The gospel of Luke 12:13-21 records an interesting account of someone who showed what their highest priority in life was. In this passage there is an individual in the crowd who had somehow procured the attention of Jesus, and, in his one opportunity, asks Jesus the question which had his highest priority. He asks: "Teacher, tell my brother to divide the inheritance with me."
Here we have someone who could have asked anything he wanted of Jesus, and in his one great opportunity he expressed the deepest need of his heart. In verse 14 we see that Jesus' reply was sharp: "Man, who appointed me a judge or an arbiter between you?" Jesus had not come to earth to settle disputes. He was not going to get involved with family squabbles about money. He had not even come to the earth to judge the earth.
In the Bible we read accounts of other people who were also able to get the attention of Jesus. There was blind Bartimaeus who caught Jesus' attention by repeatedly crying, "Son of David, have mercy on me" and in response, blind Bartimaeus received his sight. We read about a tax collector by the name of Zaccheus who was so short that he had to climb a sycamore tree to see Jesus. He caught the attention of Jesus. We read about a woman who was plagued with an issue of blood for 12 years, who had spent all her money on doctors, who reached out to Jesus and in her one opportunity had her deepest need met, and was healed. We read about a centurion whose servant was sick and about to die, saying, "I am not worthy that you should come under my roof, but only say the word and my servant will be healed" . . . and the centurion's request was met.
Jesus displayed His power: the blind could see, the deaf could hear, the lame could walk and even the dead could be raised. But in this passage, we have an individual whose only concern was about receiving his inheritance. Jesus quickly came to grips with the real problem. The real problem was that worldly possessions had taken priority in this man's life.
The Kingdom of God is not based on worldly possessions, but upon a benevolent longsuffering God who sent His Son to proclaim the good news of a future government, where there would be true righteousness, peace and joy. Throughout history every man-made government, and every man-made ideal has failed miserably, because of man's corrupt nature and greed.

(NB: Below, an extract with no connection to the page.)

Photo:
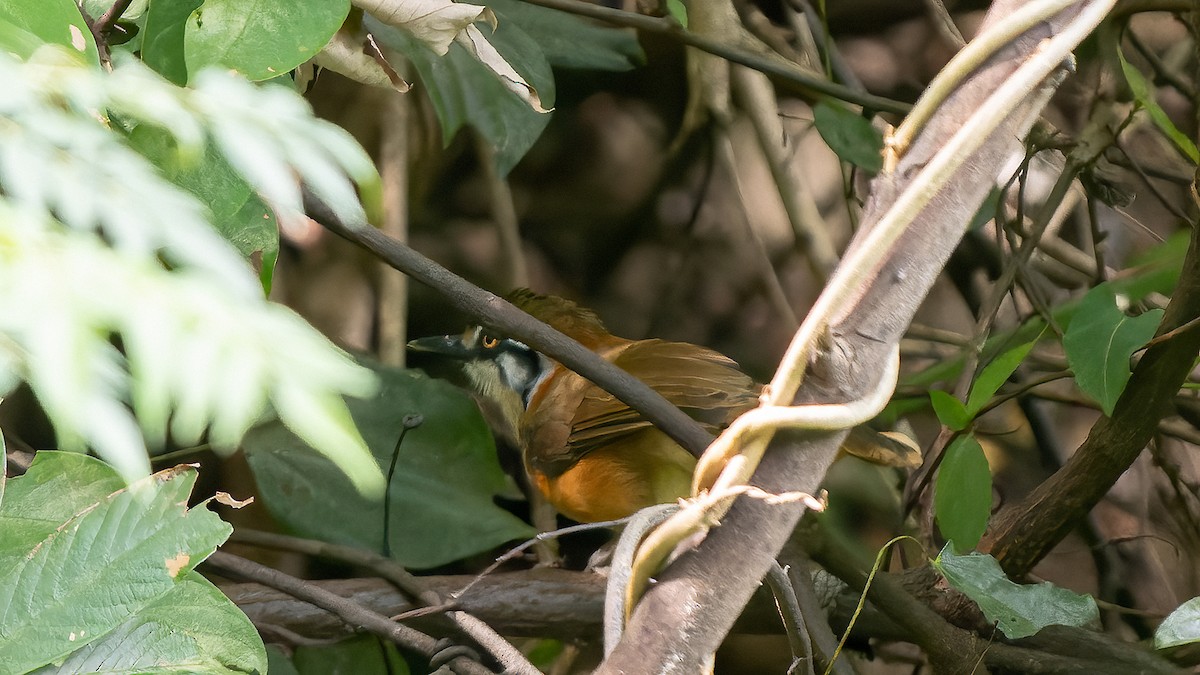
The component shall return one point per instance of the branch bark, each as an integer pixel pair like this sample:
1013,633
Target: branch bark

To make His point clear Jesus then tells a parable about a certain rich man who produced such a big crop that he didn't know what to do. He asks himself, "What shall I do?"
His solution was to build bigger barns to store all his goods, and then he could take life easy by eating, drinking and being merry. But in response God had this to say to him: "You fool! This very night your life will be demanded from you. Then who will get what you have prepared for yourself?"
The Bible is full of examples of "Fools" like the Balaams and the Achans and Gehazis who ruined their lives because of their obsession with possessions. To his hearers then and to us today, Jesus says in verse 15 that a person's life is made up of much more than "things".
The picture Jesus painted was of a wealthy man who was completely wrapped up in himself. He has a real "MY" problem: "my barns, my grain, my goods". Jesus gives this man a title; in verse 20 he refers to him as "you fool."
Jesus pointed out two flaws which earned this man the title of FOOL. First, the man thought that things of this world would satisfy. You can have the biggest house, you can drive the most expensive cars, but things will never satisfy the inner spiritual need for mankind. Mankind fails to recognize that apart from God, life has no meaning, no lasting pleasure and no existence.
Second, the fool forgot that he is not in charge. God says to him in verse 20: "This very night your life will be demanded from you." The meaning behind this solemn warning is that just when a person thinks that they finally have enough, without warning their life can be taken.
C.S. Lewis had this to say about such people: "Aim for heaven, and you will get earth thrown in; aim at earth and you get neither." The message in this passage is that we are to live our lives so that our highest priority earns us the privilege of entering into God's rest. The message was for the disciples then, and the message for the church today is: "Aim for Heaven".
Both Velma and Bernice had set their highest priority which was to see Jesus. Sunday Line Ministries continues the work started by these two pioneering women who were totally committed to preach the good news of the Kingdom of God, and today they are reaping the blessings of serving Jesus.